The first step is to align the affected vertebral body in such a way that the spinous process is in the midline,
the vertebral edges overlap and the pedicle is in the centre of that half of the vertebral body.
The entry point is marked on the skin at about 10 O'Clock position with respect to the pedicle that will be traversed.
Needle is inserted from the planned entry point.
For transpedicular approach,
it is most important to keep the needle,
lateral to the medial margin and superior to the inferior margin of the pedicle.
This takes care that the needle is in the confines of the pedicle.
The needle position could be checked on AP and lateral view on fluoroscopy.
Once the needle reaches the posterior margin of the vertebral body,
it should be further advanced till the anterior third of the vertebral body in lateral view and till the midline on AP view.
Unipedicular approach would suffice if the cement crosses to the opposite side.
Otherwise,
a bipedicular approach is required .
- For parapedicular approach,
the vertebral body is directly entered and thus the needle is kept lateral to the lateral margin of the pedicle.
- The cement commonly used is Polymethyl Methacrylate (PMMA).The endpoints for cement injection include passage of cement beyond the marrow space and cement reaching the posterior quarter of the vertebral body.
- Kyphoplasty: Before injecting cement,
kyphoplasty involves an additional step of increasing the size of the vertebral body.
This is achieved with a kyphoplasty balloon.
Later,
a dedicated Vertebroplasty injector system can be used to inject PMMA for khyphoplasty.
It is recommended to treat up to 3 vertebral levels at a sitting to prevent the complications arising due to marrow fat embolizations .
Fig. 14: Vertebroplasty : Diagram showing that the needle tip should not cross the medial border of the pedicle on the anteroposterior view (left ) before it has reached the posterior cortex of the vertebral body on the lateral view (center).
References: Jean-Denis Laredo and Bassam Hamzé. Complications of Percutaneous Vertebroplasty and Their Prevention
Joint injections [8] :
- Appropriate needle gauge and length depend on the joint being targeted.
- The fluoroscopic approaches rely on aligning the fluoroscopic beam with the needle trajectory so the needle appears as a small dot (bull’s-eye technique).

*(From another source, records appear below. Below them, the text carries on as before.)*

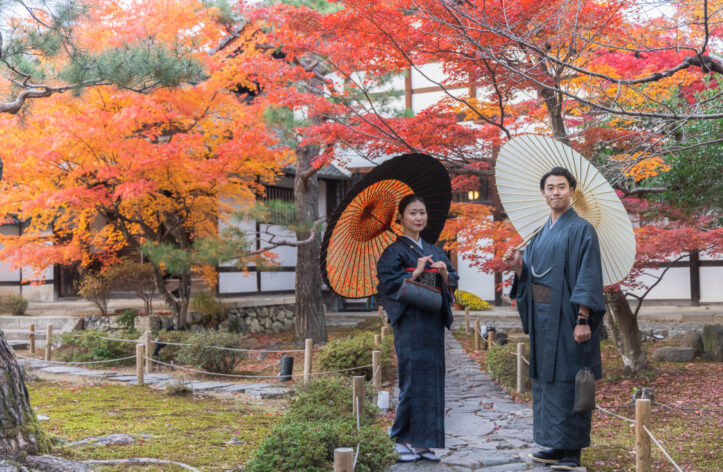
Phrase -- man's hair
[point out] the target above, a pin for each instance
(560, 171)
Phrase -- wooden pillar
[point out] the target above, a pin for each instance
(358, 395)
(520, 368)
(308, 350)
(408, 104)
(140, 348)
(385, 332)
(694, 278)
(642, 440)
(377, 369)
(147, 344)
(343, 459)
(31, 338)
(49, 343)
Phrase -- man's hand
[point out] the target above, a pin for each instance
(582, 333)
(513, 257)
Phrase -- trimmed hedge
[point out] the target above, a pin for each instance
(471, 301)
(352, 352)
(318, 422)
(88, 346)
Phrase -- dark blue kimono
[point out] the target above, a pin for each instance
(419, 344)
(566, 258)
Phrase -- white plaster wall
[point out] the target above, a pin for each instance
(711, 284)
(236, 282)
(277, 281)
(475, 281)
(675, 284)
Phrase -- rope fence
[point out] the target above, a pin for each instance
(643, 435)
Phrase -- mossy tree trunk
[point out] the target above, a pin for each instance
(20, 432)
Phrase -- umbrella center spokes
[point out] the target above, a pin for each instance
(375, 218)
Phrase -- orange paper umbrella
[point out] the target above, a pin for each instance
(364, 223)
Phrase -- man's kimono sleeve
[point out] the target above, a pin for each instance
(588, 289)
(520, 293)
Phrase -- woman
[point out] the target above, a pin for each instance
(418, 334)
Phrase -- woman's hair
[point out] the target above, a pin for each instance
(406, 200)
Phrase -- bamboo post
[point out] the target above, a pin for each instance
(520, 368)
(343, 459)
(308, 349)
(358, 395)
(385, 332)
(139, 363)
(377, 369)
(31, 338)
(642, 440)
(49, 343)
(147, 343)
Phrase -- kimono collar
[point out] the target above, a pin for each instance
(570, 211)
(418, 243)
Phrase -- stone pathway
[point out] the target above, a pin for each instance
(485, 429)
(157, 380)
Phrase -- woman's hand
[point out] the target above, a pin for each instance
(421, 264)
(441, 267)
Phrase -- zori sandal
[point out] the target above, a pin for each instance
(426, 454)
(405, 453)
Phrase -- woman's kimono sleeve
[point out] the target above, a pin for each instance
(391, 272)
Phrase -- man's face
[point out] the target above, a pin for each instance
(557, 193)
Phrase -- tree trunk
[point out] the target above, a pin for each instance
(20, 431)
(553, 103)
(178, 306)
(630, 347)
(310, 321)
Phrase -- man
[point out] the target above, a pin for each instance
(559, 292)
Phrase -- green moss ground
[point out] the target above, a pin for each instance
(191, 430)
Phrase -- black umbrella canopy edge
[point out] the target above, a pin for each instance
(425, 175)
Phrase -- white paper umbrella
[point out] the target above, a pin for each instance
(521, 164)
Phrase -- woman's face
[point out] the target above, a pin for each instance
(414, 218)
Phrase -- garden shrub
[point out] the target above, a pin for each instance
(502, 364)
(87, 346)
(328, 399)
(128, 319)
(471, 301)
(304, 441)
(200, 353)
(14, 304)
(168, 352)
(356, 351)
(214, 311)
(309, 447)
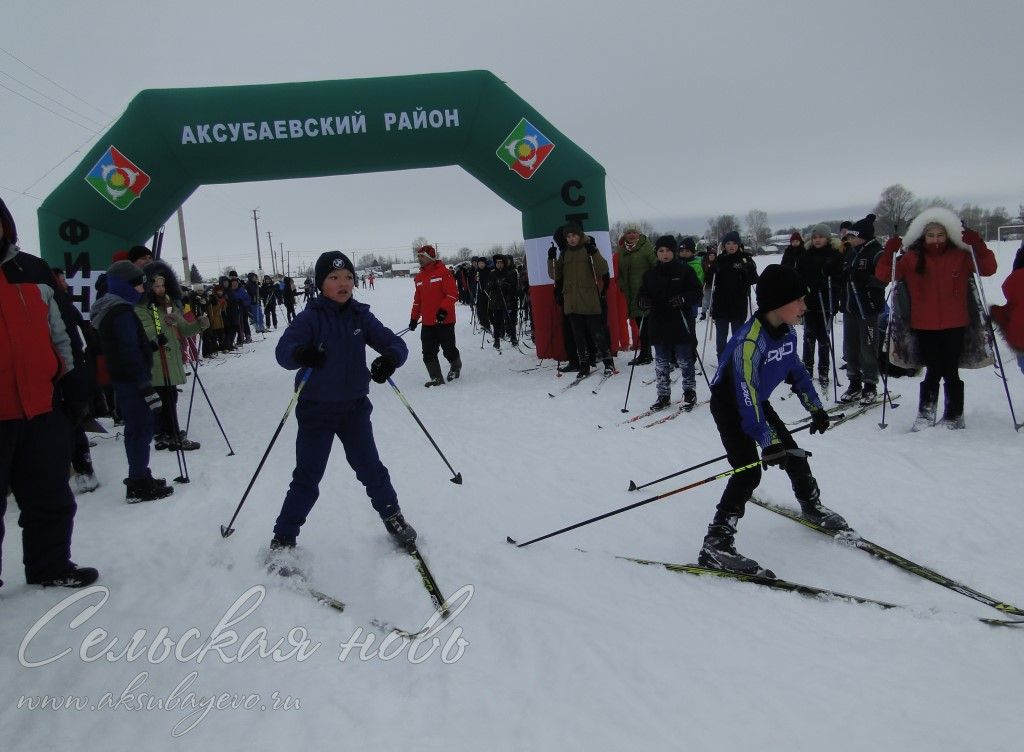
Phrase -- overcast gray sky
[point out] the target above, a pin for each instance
(694, 109)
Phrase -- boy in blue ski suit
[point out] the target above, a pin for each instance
(757, 360)
(328, 341)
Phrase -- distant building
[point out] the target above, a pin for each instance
(404, 269)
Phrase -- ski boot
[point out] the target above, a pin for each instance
(852, 392)
(952, 416)
(662, 403)
(282, 559)
(402, 533)
(813, 510)
(868, 395)
(145, 489)
(719, 551)
(74, 576)
(182, 443)
(83, 483)
(926, 408)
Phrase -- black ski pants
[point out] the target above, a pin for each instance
(438, 337)
(816, 333)
(34, 459)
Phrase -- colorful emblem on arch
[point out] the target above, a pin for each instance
(524, 150)
(117, 178)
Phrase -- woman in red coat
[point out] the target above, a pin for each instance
(1010, 318)
(434, 302)
(937, 268)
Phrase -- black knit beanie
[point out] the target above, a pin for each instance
(777, 286)
(328, 262)
(668, 241)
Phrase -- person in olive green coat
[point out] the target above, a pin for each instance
(579, 277)
(636, 256)
(160, 309)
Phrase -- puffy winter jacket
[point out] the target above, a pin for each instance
(345, 330)
(633, 264)
(939, 296)
(435, 289)
(664, 322)
(580, 278)
(734, 274)
(35, 348)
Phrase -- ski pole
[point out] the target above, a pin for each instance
(887, 347)
(634, 487)
(198, 380)
(704, 371)
(227, 530)
(726, 473)
(633, 366)
(178, 452)
(826, 322)
(987, 320)
(711, 319)
(456, 476)
(832, 338)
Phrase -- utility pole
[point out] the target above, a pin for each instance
(259, 260)
(184, 247)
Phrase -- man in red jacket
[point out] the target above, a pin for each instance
(35, 437)
(434, 301)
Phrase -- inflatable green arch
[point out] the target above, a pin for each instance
(170, 141)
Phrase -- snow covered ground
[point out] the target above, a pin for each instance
(556, 650)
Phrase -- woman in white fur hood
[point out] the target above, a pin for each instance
(937, 268)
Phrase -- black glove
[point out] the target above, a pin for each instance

Centering the beam on the skin entry site avoids parallax and distortion.
- Ultrasound : An in-plane approach,
with the needle positioned parallel to the midline of the long axis of the transducer,
is generally preferable to the out-of-plane technique so that the needle can be seen throughout the procedure.
Planning a skin entry site that allows a shallow needle trajectory maximizes needle visibility: visualization markedly diminishes with angles approaching 40°.

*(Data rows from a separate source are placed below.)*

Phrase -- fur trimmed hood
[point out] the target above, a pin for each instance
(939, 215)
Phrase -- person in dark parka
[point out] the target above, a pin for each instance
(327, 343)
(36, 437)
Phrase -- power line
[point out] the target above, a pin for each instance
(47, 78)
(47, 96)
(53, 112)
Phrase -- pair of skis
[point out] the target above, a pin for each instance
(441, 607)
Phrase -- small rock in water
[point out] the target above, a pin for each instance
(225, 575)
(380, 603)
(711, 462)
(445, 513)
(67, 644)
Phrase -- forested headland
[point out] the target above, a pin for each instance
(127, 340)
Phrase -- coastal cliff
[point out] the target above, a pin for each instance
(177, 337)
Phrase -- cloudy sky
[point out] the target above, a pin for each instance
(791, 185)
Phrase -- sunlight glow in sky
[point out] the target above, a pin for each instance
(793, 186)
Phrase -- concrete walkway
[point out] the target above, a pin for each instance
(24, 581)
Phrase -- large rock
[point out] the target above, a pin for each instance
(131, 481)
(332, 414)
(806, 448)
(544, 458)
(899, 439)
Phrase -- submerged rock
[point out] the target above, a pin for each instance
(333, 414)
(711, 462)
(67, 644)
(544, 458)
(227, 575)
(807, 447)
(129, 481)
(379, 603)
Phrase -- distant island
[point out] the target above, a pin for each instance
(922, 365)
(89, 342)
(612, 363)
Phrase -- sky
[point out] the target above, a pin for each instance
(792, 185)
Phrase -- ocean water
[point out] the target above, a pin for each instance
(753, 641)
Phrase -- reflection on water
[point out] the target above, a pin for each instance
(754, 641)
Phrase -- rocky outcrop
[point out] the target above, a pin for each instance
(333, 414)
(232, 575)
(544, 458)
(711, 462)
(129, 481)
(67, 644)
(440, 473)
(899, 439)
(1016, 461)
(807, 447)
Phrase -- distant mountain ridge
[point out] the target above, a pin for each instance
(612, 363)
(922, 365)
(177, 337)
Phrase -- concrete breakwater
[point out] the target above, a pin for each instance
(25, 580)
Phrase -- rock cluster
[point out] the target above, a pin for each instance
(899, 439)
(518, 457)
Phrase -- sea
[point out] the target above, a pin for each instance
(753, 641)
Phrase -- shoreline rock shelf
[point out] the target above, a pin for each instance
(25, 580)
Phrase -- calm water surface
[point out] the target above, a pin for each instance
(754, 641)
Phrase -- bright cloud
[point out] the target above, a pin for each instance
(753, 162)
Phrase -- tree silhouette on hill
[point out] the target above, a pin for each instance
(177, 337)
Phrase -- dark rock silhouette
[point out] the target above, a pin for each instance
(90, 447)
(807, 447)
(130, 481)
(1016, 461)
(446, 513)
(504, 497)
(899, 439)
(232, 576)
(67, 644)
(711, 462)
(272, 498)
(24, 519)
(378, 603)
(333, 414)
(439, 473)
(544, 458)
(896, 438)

One strategy to accomplish this is to place the puncture site farther from the probe to achieve a longer but flatter trajectory with respect to the transducer.
“Toeing-in” the probe can also help to produce an angle between the transducer and the needle that is closer to parallel (fig 15).

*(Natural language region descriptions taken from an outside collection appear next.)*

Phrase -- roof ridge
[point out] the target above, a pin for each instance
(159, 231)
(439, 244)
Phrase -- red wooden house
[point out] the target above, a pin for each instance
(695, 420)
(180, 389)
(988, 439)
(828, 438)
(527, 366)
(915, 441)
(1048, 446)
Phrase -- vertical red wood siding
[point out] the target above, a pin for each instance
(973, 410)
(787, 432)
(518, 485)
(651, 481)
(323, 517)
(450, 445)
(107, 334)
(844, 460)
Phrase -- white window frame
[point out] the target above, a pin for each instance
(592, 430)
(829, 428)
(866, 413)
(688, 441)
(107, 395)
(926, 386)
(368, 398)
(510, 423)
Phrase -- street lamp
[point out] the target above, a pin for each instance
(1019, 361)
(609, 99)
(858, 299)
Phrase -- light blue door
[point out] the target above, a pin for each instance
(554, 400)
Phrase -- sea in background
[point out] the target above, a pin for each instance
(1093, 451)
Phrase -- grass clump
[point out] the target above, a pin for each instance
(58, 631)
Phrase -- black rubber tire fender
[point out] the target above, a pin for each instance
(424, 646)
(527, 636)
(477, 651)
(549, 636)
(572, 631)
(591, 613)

Fig. 15: Concept of toeing-in of ultrasound probe. A, Three-dimensional image shows probe before it is pressed into skin. B, Three-dimensional image shows edge of probe opposite needle has been pressed into skin while nearer edge is gently lifted. Maneuver flattens angle between probe and needle, facilitating visualization of needle.
References: O. Kenechi Nwawka,Theodore T. Miller. Ultrasound-Guided Peripheral Nerve Injection Techniques. DOI:10.2214/AJR.16.16378
Nerve blocks [9]:
- The needle trajectory should be as close to perpendicular to the transducer beam as possible to maximize visualization of the needle.
- Nerve injected as visualized in the short axis and in-plane with the transducer.
This technique will allow visualization of the margins of the nerve and the tip of the needle at all times during the injection and has been shown to have a lower risk of intra neural injection.